Elaborating further he said that with GDPR the EU has been protecting their consumers, so it’s been difficult for many companies to do business across various countries. And, as there is a heavy penalty in the case of any data breach, many companies have recently got into legal trouble, and others are being extra cautious.

However, the compliance kicked in and people understood how to protect the data. As payments companies catering to the global market, Paymentwall has been complying with each country’s local laws and also with GDPR, he said.

Gunday brings up the Russia example. The Russian market was one of the main markets affected by the American financial embargoes. The Visa and MasterCard payment networks were shut down on the US government’s request and Russia was left rueing the lack of local payments development. The country had not thought about building a national payment system and storing the data, locally. But, once found out that Visa and Mastercard can block the whole entire country’s processing in one day, they built the Mir payments system similar to India’s Rupay.

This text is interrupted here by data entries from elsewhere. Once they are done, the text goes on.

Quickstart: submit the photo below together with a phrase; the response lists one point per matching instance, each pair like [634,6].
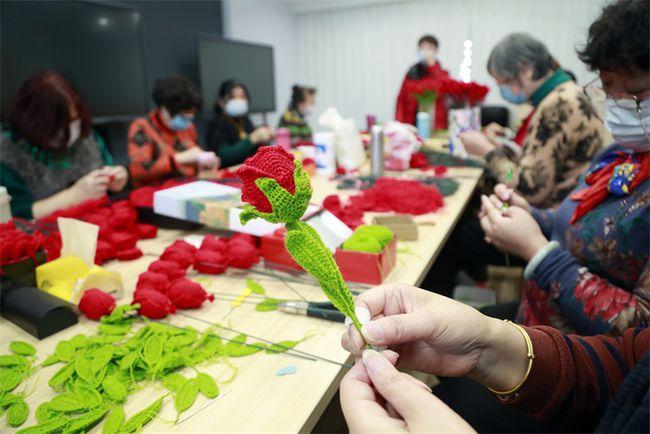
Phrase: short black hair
[620,38]
[176,93]
[430,39]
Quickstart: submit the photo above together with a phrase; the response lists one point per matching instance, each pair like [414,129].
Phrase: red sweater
[574,377]
[407,104]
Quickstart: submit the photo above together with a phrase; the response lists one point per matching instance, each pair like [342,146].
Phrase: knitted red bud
[95,303]
[153,304]
[129,254]
[146,231]
[186,294]
[123,240]
[157,281]
[183,258]
[171,269]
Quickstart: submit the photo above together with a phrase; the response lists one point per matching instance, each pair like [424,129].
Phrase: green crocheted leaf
[306,247]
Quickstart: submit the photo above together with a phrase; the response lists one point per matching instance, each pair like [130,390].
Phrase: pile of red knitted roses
[119,229]
[387,195]
[164,287]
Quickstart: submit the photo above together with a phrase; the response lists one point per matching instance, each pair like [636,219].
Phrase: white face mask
[426,55]
[236,107]
[74,132]
[624,122]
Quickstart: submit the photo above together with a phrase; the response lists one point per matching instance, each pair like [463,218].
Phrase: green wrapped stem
[307,248]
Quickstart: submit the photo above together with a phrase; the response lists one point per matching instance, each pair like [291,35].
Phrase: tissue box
[211,204]
[361,267]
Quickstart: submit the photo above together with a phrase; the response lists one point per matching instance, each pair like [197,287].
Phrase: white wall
[357,56]
[270,22]
[356,52]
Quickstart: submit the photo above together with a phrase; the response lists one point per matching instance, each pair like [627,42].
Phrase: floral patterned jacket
[563,136]
[598,280]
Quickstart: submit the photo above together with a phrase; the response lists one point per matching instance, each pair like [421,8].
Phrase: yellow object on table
[67,277]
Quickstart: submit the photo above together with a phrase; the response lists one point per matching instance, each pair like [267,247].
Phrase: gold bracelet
[530,355]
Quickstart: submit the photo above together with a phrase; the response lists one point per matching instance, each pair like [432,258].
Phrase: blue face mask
[514,98]
[180,122]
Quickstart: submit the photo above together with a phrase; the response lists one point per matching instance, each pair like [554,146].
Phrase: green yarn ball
[362,243]
[380,233]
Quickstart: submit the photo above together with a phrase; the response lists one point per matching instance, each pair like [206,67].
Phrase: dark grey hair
[516,50]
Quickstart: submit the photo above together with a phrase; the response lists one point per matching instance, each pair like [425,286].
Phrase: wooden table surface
[257,400]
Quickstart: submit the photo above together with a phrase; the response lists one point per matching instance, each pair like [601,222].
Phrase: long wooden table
[257,400]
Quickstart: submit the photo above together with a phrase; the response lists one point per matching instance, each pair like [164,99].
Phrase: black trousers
[466,249]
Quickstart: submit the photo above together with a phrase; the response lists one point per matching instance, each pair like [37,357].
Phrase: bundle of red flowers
[388,194]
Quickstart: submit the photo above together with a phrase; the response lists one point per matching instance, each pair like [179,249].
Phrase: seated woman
[164,144]
[50,158]
[301,105]
[427,72]
[232,135]
[589,260]
[562,134]
[574,383]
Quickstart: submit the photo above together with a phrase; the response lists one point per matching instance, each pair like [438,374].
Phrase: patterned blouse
[598,279]
[563,136]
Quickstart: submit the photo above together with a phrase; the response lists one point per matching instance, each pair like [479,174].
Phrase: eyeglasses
[623,99]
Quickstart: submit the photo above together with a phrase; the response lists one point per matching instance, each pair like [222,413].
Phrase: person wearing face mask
[232,135]
[560,136]
[50,158]
[294,118]
[164,144]
[588,261]
[427,69]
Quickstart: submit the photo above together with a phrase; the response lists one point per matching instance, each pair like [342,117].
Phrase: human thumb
[395,330]
[401,391]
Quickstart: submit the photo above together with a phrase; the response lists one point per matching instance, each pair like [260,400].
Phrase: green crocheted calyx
[369,239]
[378,232]
[287,207]
[362,243]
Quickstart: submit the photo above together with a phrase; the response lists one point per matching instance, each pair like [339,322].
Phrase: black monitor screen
[96,46]
[222,59]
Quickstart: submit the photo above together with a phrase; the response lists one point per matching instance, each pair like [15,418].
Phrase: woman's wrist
[503,361]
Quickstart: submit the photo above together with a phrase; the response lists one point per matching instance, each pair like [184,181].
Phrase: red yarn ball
[183,258]
[157,281]
[171,269]
[153,304]
[95,303]
[186,294]
[209,262]
[129,254]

“I think more and more countries are now thinking at the national level and they’re building similar systems to Rupay, Mir and so on. In Turkey you have Troy, on the Chinese side you have China UnionPay and so on. They have national clearing systems. That’s one of the main issues for national security too. You have local regulation that requires the data to be stored locally for the users that come from the country.”

On how Paymentwall will meet the RBI’s data privacy and localisation criteria, Gunday asserted that in their case data localisation will not affect their services as the users are going to be actually from abroad and not from India.

Let’s say the user is from the US or EU or China and is being targeted by Indian companies as a client or customer. Since Paymentwall already complies with the local laws of these territories, it can take payments from those countries and then store the data locally in those countries. “The payment is processed in that country and then the bulk of the money that’s collected will be remitted into India. So at that point, it’s just the merchant contracts. It’s not the same thing as the end-users’ data privacy equal protection or anything like that,” Gunday summarised.